Date: 9/30/19 9:47 pm From: <clearwater...> Subject: [obol] Re: Couch's Kingbird discussion: What's the OBOL record for miles x postings?
P.S. From that very scant record of 12 birds anywhere north or west of Texas, one might further glean that the most likely time for vagrants is in the winter months (Nov-Feb), not this time of year which has traditionally been the time to look for Tropical Kingbirds along the coast.
Caveat: I've long been skeptical of "vagrantology," as kindred to the concept of extreme-value statistics, and subject to the same types of errors. Twelve data points very widely scattered, both in time and space, aren't really enough to infer any kind of pattern with any reliability.
You'd do better to go outside and bark at the moon ... or listen for nocturnal migrant Swainson's Thrushes which are a real thing, actually happening in Oregon right now.
From: "clearwater" <clearwater...>
To: "Oregon Birders OnLine" <obol...>
Sent: Monday, September 30, 2019 8:01:46 PM
Subject: Couch's Kingbird discussion: What's the OBOL record for miles x postings?
I was impressed by the gravity of the discussion regarding the potential hypothetical occurrence of Couch's Kingbirds in Oregon.
It sounded like this might be a species that we should all be on the lookout for, despite that it's not depicted in Sibley's guide to Birds of Western North America. It does get a mention in the National Geographic guide (NG3 is the latest one I have).
So I looked on eBird to see if there is some kind of recent pattern of vagrancy that should make us all be paying closer attention.
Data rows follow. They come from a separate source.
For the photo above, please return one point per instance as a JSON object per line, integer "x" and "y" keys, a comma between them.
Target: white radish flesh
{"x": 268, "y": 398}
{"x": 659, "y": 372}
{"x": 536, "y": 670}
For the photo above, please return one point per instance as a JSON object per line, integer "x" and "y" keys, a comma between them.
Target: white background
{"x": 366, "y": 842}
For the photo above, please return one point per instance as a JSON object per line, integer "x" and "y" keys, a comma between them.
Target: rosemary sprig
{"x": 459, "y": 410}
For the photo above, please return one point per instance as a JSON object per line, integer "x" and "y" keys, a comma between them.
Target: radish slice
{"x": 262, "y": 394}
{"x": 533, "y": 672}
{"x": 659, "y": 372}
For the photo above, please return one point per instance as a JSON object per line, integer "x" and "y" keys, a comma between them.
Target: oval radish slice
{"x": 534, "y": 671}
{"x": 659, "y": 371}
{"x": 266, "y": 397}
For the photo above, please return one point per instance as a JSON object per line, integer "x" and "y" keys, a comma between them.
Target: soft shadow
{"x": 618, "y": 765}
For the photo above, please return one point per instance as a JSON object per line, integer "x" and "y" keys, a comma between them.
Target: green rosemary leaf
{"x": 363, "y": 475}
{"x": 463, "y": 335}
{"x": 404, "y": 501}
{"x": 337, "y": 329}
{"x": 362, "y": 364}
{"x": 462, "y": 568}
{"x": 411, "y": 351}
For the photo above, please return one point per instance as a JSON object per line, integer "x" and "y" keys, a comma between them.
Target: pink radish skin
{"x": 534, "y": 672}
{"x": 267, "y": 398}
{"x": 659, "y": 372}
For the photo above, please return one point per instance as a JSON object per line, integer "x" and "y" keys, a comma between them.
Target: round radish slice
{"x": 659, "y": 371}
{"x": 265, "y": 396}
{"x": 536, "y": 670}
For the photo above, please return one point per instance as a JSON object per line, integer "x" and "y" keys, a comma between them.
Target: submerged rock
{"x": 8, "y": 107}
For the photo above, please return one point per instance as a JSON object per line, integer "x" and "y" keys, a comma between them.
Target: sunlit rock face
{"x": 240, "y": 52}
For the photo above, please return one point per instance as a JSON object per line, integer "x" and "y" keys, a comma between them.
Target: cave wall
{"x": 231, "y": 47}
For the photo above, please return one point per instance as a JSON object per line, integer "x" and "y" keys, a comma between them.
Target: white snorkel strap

The database shows a total of 12 individual birds that were recorded from anywhere north or west of Texas. Granted, there may be records not represented on eBird, but now languishing in наш Товариш Vladimir Ilyich Lenin's proverbial "dustbin of history." These are apparently the only ones that count in our brave new world:
From To Days Place County State
2 Jan 1998 30 Jan 1998 29 Craig Regional Pk Orange CA
14 Mar 1998 14 Mar 1998 1 Gila Grant NM
24 Sep 2005 24 Sep 2005 1 Tatum Lea NM
13 Jan 2007 20 Feb 2007 39 Tacna Yuma AZ
4 Jan 2008 5 Jan 2008 2 (near El Paso) Dona Ana NM
12 Jan 2015 30 Mar 2015 78 Las Vegas Clark NV
23 Jan 2015 25 Jan 2015 3 Texas Canyon Cochise AZ
23 Dec 2015 18 Jan 2016 27 Visalia Tulare CA
21 May 2016 21 May 2016 1 Boone's Draw Roosevelt NM
11 Nov 2017 21 Dec 2017 41 Ft Lowell Pk Pima AZ
12 Oct 2018 22 Oct 2018 11 Bosque del Apache Socorro NM
24 Aug 2019 26 Aug 2019 3 Elmer Thomas Pk Comanche OK
The individual that came closest to our fair state of Oregon was the one in Visalia, California. According to Google Earth, this spot is 392 miles from the closest point in Oregon (coincidentally or not, in a fairly good spot to look for Juniper Titmouse).
I haven't yet counted up all of the lines of verbiage, insights, and bluster that have been dedicated to the purported need (or lack thereof) to check all Tropical Kingbirds carefully to exclude this less-than-likely visitor. But I suspect the total is well over two lines of verbiage per mile of distance, at closest recorded approach to Oregon. By typing more here, I can help to ensure that this one sets an enduring record for the most verbiage spent on the least likely bird for us to have to worry about. At least until February rolls around, and someone gets restless about the possibility of Wattled Jacana.
I saw some mention of "science" in the foregoing discussion. All useful science operates as much the realm of probability as it does in the realm of certainty. I wish that this level of zeal for certainty could be applied to, say, all of the out-of-habitat reports of certain threatened/endangered species/subspecies and other species of conservation concern that currently fly under the radar of most eBird reviewers' filter settings. There are *much* bigger fish to worry about, for anyone concerned about the scientific integrity of the eBird database.